Sus acusaciones alimentaron la ira de Sophia. Ignorando a los soldados de la Capital Occidental que escuchaban más allá de las paredes, estalló. —¿Gloria falsa? ¡El campo de batalla es cruel! ¡Nuestra gente muere en esta guerra! ¿Qué los hace tan inocentes, tan justos? ¡Son ciudadanos de la Capital Occidental, nuestro enemigo por generaciones! ¿Cuántos enfrentamientos fronterizos hemos soportado? ¿Cuánta sangre y tesoro hemos sacrificado? ¡Yo traje la paz! ¡Terminé con la lucha! Si unas pocas vidas civiles allanaron el camino para una paz duradera, ¡entonces sus muertes no fueron en vano!

Su rostro, hinchado por la golpiza, se contorsionó de furia. Su cabello colgaba en mechones desordenados, haciéndola parecer casi desquiciada.

Por un momento, el silencio cayó entre los prisioneros. Incluso Robert, cuya ira era una cosa viva, no pudo encontrar palabras.

Había seguido a su prima porque siempre trataba a sus soldados con respeto, enfatizando su hermandad. Cuando se casó con Ethan, incluso invitó a sus soldados a la boda, a pesar de la desaprobación de Thaddeus.

Pero hoy, sus acciones y palabras pintaban un cuadro escalofriantemente diferente. La Sophia que él creía conocer, la líder a la que había jurado lealtad, había desaparecido.

Disgustada por sus acusaciones, Sophia se retiró a un rincón, las cuerdas que ataban sus muñecas y tobillos rozando su piel.

Su rostro palpitaba, sus oídos zumbaban, y el frío mordaz se filtraba en sus huesos, amplificando su miseria.

Acurrucada contra la áspera pared de madera, se aferraba a la esperanza de la llegada de Ethan. Tenía que alcanzarla antes de que los soldados de la Capital Occidental decidieran vengarse.

Pero una chispa de resentimiento se encendió dentro de ella. Si Ethan pensaba que su búsqueda era imprudente, ¿por qué no la detuvo? ¿Por qué solo gritó desde la distancia y luego la abandonó?

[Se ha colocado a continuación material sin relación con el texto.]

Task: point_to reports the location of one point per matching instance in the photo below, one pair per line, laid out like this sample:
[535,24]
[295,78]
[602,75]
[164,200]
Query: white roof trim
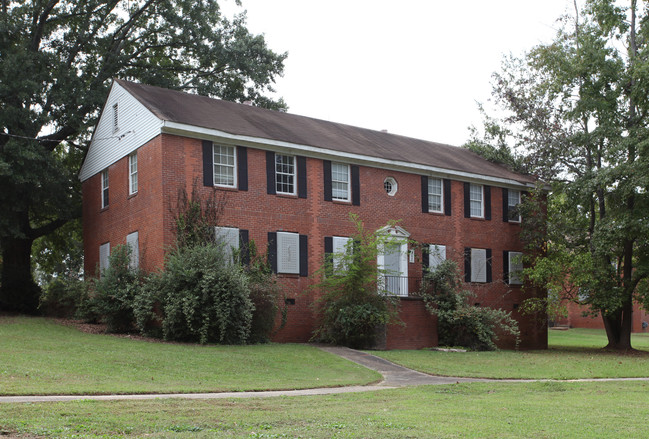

La decepción la carcomía. ¿Qué importaba más para él: la gloria militar o su esposa? Si hubiera intervenido, no estaría en este lío, a merced de Iván.

La casa de madera en ruinas ofrecía poca protección contra los elementos. El viento helado silbaba a través de las grietas, enfriándolos hasta los huesos.

Todos los diecinueve prisioneros temblaban incontrolablemente, sus cuerpos luchando contra el frío. Sophia, ya débil y mareada, sentía que su conciencia se desvanecía.

Luchaba por mantenerse despierta, el miedo retorciéndose en su estómago mientras imaginaba la tortura que la esperaba.

Sin embargo, quedaba una pizca de esperanza. La Capital Occidental era conocida por su benevolencia, su énfasis en el honor y la compasión. Seguramente, no maltratarían a los prisioneros de guerra.